New work designates the protein RCN1 as a harness responsible for restraining the protein calcineurin, whose activity is essential for proper regulation of immune, muscle and brain cells. However, as evidenced by links to osteoporosis and Down’s syndrome, unleashed or excessive calcineurin function can result in devastating biological consequences. Thus, calcineurin acts as a delicate pivot point on which physiological homeostasis rests.
Prior work aligned calcium ‘upstream’ of calcineurin, and RCN proteins ‘downstream’ of calcineurin in intracellular signaling pathways. However, confusing data indicating that RCN proteins can both inhibit and enhance calcineurin activity remained unresolved.
A group led by Tsutomu Kishi, a scientist at the RIKEN Frontier Research System in Wako, set out to understand the molecular process through which RCN proteins influence calcineurin activity. Their findings were published in a recent issue of the Proceedings of the National Academy of Sciences of the USA1.
The researchers hypothesized that RCN proteins might be controlled by SCFCdc4, a protein complex that binds to and routes substrate proteins for destruction. Conducted in yeast cells, an unbiased screen for proteins interacting with SCFCdc4 confirmed their suspicions. Experiments using mutant yeast cells firmly designated SCFCdc4 as essential for destabilization and degradation of RCN1, and showed that RCN1 destruction is required for calcineurin activation.

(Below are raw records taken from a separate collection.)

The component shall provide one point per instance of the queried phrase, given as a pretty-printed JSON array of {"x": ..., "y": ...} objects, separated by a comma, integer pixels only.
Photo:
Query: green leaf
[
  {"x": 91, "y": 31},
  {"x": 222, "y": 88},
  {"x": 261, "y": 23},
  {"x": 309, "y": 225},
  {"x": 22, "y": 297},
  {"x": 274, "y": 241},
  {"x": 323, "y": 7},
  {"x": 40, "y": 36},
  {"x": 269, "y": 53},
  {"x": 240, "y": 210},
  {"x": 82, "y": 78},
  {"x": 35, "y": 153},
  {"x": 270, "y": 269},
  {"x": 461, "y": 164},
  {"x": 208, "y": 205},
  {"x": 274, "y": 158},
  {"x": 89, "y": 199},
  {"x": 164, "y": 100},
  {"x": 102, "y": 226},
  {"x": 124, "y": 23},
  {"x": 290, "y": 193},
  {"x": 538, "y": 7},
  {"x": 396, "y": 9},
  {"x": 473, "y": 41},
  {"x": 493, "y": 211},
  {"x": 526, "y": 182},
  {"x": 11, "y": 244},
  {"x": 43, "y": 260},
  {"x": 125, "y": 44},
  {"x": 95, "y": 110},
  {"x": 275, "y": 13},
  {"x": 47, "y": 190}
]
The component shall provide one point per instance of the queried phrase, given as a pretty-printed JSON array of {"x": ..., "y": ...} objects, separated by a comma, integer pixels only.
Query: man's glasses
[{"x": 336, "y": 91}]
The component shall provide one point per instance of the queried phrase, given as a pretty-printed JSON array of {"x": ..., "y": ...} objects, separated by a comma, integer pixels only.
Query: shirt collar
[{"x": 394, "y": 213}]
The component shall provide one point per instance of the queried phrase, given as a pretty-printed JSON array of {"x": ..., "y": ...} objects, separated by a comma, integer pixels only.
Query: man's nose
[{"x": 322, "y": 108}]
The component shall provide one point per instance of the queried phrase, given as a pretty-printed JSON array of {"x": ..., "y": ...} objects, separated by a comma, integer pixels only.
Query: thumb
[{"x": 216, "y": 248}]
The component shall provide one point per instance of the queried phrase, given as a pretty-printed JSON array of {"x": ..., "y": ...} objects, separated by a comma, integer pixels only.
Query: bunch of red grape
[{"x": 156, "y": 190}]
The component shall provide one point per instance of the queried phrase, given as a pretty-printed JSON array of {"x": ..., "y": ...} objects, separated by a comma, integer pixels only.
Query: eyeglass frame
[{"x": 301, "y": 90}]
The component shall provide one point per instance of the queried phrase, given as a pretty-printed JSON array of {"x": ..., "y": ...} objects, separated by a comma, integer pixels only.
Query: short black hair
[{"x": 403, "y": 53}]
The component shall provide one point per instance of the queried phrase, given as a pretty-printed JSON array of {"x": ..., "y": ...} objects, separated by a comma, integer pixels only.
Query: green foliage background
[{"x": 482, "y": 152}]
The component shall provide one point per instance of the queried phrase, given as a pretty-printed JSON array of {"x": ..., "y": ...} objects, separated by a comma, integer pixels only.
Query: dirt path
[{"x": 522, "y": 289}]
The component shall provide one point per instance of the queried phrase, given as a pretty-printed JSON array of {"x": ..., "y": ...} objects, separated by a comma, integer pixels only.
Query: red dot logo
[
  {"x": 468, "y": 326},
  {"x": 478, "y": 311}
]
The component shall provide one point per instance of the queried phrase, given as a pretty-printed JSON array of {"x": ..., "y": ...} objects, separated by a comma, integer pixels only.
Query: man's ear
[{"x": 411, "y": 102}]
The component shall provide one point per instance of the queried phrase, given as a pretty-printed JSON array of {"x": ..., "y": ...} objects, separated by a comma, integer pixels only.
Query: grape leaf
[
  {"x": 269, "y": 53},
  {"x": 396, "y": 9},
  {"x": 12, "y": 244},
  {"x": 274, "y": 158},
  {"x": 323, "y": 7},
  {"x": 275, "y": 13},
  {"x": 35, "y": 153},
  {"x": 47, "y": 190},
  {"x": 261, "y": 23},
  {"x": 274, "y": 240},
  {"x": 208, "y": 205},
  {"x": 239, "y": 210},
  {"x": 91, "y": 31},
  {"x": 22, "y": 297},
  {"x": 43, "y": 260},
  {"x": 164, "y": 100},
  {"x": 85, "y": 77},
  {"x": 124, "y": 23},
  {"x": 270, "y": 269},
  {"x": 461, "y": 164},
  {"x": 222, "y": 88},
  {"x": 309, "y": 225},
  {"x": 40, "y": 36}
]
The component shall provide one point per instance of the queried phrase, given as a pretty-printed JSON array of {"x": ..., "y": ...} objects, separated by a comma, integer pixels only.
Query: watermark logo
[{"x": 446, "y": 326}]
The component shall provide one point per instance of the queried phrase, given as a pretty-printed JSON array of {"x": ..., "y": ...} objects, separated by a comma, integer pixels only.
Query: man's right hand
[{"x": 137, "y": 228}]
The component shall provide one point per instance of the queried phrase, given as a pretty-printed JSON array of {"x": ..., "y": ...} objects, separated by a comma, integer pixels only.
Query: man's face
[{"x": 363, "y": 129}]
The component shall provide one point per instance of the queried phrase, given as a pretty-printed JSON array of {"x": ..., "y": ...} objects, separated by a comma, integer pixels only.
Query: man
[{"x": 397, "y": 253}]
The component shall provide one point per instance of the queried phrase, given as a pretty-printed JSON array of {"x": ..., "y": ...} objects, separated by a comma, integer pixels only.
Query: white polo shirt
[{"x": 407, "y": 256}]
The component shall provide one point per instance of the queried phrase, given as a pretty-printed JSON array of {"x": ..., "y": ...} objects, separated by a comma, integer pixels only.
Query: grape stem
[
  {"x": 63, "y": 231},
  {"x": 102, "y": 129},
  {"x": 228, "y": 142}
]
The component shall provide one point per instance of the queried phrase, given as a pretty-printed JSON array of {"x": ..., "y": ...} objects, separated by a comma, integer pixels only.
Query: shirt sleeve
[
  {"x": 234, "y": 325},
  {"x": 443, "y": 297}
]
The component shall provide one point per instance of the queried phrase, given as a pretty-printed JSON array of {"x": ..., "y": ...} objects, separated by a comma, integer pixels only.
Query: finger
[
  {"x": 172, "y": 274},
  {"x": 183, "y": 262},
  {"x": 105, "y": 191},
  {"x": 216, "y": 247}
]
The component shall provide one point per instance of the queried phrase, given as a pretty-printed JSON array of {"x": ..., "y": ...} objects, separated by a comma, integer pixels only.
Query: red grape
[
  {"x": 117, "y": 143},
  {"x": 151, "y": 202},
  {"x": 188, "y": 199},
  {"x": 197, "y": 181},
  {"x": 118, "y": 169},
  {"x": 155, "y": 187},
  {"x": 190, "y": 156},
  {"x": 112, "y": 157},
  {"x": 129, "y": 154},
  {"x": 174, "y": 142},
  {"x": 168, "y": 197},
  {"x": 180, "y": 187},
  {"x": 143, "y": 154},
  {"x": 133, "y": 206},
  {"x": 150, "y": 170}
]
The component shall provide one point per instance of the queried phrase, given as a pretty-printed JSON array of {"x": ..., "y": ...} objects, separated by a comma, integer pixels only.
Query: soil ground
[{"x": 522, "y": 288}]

As RCN1 is degraded in a dynamic rather than constitutive manner, the team sought to identify the mechanism responsible for ‘tagging’ RCN1 for destruction. Their focus on Mck1, a protein already established as capable of phosphorylating RCN1, proved fruitful. Mutant RCN1 proteins lacking the serine residues phosphorylated by Mck1 were resistant to SCFCdc4-mediated degradation.
Adding to the complexity of calcineurin control mechanisms, the researchers noted that calcineurin, a phosphatase capable of dephosphorylating proteins, effectively counteracted Mck1-mediated RCN1 phosphorylation.

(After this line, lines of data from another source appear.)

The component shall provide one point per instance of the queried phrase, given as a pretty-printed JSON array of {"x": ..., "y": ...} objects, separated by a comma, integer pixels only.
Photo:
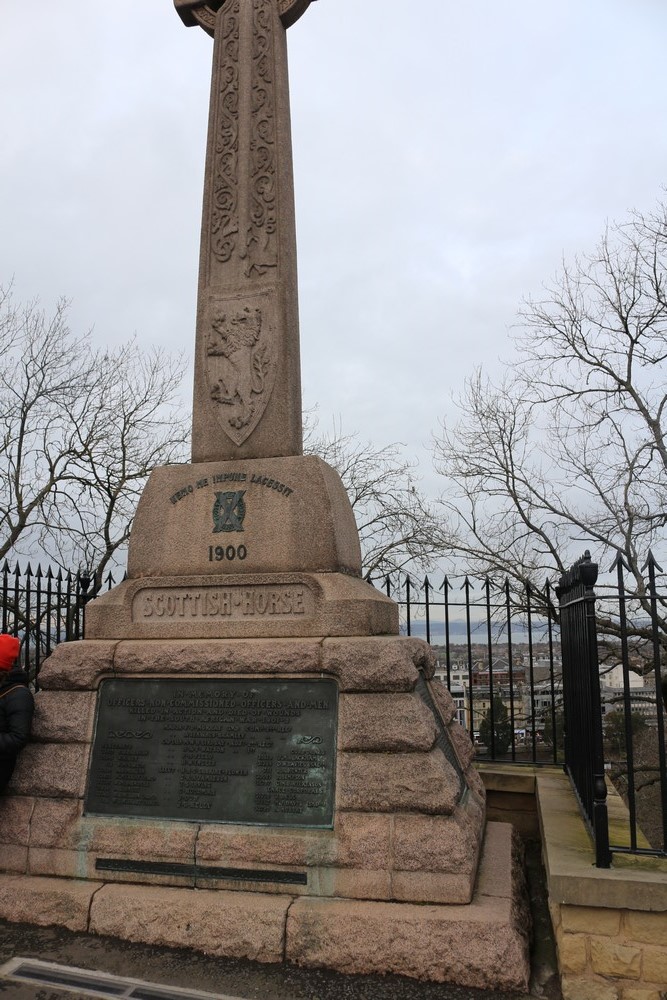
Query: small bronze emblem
[{"x": 228, "y": 511}]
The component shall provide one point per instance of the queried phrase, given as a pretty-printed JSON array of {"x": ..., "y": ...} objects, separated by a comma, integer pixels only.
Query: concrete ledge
[{"x": 631, "y": 883}]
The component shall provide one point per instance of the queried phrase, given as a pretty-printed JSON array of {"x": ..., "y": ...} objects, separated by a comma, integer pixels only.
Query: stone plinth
[
  {"x": 280, "y": 605},
  {"x": 481, "y": 944},
  {"x": 252, "y": 516},
  {"x": 409, "y": 807}
]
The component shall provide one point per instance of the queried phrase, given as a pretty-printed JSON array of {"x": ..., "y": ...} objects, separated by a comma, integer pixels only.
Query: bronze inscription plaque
[{"x": 217, "y": 751}]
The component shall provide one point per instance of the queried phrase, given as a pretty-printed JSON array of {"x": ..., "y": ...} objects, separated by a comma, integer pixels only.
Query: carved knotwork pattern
[
  {"x": 224, "y": 215},
  {"x": 261, "y": 251}
]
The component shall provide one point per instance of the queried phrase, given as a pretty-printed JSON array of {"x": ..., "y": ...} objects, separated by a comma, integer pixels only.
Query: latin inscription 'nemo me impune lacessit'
[{"x": 219, "y": 751}]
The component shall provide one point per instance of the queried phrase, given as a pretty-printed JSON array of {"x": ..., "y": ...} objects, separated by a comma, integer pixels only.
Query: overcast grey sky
[{"x": 447, "y": 155}]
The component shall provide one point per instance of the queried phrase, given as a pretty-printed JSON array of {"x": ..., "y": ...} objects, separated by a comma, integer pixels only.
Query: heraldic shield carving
[
  {"x": 241, "y": 367},
  {"x": 229, "y": 511}
]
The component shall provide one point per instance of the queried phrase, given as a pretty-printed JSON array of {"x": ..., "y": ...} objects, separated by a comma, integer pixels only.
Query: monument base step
[{"x": 483, "y": 944}]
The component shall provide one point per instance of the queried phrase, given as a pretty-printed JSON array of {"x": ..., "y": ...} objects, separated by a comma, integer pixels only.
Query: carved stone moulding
[{"x": 197, "y": 12}]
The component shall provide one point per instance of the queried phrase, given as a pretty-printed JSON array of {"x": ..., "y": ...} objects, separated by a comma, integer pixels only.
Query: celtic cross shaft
[{"x": 247, "y": 388}]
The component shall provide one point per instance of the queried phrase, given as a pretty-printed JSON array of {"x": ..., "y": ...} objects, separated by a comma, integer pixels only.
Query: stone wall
[{"x": 608, "y": 954}]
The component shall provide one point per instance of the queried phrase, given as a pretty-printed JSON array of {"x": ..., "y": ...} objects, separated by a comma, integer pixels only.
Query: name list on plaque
[{"x": 244, "y": 751}]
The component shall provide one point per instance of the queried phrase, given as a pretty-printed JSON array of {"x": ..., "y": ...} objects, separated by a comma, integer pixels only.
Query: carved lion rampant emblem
[{"x": 239, "y": 368}]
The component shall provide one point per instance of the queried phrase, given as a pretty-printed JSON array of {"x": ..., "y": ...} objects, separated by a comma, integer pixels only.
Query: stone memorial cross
[{"x": 247, "y": 389}]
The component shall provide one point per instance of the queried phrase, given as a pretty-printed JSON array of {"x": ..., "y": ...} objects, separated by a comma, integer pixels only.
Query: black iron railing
[
  {"x": 499, "y": 655},
  {"x": 614, "y": 643},
  {"x": 44, "y": 608},
  {"x": 584, "y": 751}
]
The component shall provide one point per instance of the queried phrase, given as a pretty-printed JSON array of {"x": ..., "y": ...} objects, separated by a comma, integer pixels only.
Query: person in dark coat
[{"x": 16, "y": 707}]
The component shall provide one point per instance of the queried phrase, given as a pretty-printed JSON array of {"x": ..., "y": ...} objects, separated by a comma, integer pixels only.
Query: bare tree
[
  {"x": 81, "y": 429},
  {"x": 568, "y": 451},
  {"x": 398, "y": 526}
]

Thus it appears that a ‘feedback loop’ regulates calcineurin activity (Fig. 1). Calcium flux stimulates Mck1-mediated phosphorylation of RCN1. SCFCdc4 targets phosphorylated RCN1 for destruction and releases calcineurin function. By synthesizing, dephosphorylating and stabilizing RCN1, activated calcineurin then suppresses its own activation.

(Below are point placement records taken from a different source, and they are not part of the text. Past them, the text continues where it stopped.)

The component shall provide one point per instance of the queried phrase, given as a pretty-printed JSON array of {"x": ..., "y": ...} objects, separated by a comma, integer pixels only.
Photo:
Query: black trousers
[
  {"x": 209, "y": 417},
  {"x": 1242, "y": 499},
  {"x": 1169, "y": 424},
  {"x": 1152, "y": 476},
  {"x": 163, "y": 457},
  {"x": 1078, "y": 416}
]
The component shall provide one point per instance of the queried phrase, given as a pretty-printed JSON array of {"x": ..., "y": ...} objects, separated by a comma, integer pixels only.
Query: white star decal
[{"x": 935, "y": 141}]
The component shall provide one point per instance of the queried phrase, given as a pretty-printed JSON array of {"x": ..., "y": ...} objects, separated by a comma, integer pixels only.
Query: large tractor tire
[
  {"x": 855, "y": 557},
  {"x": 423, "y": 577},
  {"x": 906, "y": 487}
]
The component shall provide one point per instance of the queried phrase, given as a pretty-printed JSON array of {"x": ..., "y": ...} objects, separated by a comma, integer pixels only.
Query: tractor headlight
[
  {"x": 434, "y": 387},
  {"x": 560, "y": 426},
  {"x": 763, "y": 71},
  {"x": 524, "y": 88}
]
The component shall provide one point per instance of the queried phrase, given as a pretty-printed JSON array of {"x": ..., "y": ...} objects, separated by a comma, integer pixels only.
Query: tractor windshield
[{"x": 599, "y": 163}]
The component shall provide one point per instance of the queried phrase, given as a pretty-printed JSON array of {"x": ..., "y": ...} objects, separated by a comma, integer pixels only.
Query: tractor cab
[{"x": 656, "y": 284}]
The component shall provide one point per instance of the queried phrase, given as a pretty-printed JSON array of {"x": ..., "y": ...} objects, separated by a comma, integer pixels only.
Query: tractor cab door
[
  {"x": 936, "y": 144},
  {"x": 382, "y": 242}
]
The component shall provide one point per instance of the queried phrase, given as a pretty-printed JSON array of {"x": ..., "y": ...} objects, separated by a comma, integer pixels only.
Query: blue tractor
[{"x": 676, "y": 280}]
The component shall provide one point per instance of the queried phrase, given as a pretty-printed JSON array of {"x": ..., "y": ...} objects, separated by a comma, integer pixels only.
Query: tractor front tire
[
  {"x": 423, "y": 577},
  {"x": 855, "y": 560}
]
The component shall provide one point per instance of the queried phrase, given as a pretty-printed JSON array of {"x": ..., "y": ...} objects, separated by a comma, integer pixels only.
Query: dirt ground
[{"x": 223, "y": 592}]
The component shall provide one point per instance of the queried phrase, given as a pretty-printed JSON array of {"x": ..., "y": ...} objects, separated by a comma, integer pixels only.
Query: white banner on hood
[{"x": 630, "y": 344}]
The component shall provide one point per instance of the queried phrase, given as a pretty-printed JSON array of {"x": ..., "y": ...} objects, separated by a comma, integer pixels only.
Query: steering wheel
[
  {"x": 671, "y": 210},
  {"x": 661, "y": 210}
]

Additional work is needed to understand the factors capable of influencing the direction in which this regulatory cycle spins. “We believe that cellular regulation by this feedback loop and the selective degradation of feedback inhibitors might be a fundamental strategy to control cellular signals,” says Kishi.
1. Kishi, T., Ikeda, A., Nagao, R. & Koyama, N. The SCFCdc4 ubiquitin ligase regulates calcineurin signaling through degradation of phosphorylated Rcn1, an inhibitor of calcineurin. Proceedings of the National Academy of Sciences USA 104, 17418–17423 (2007).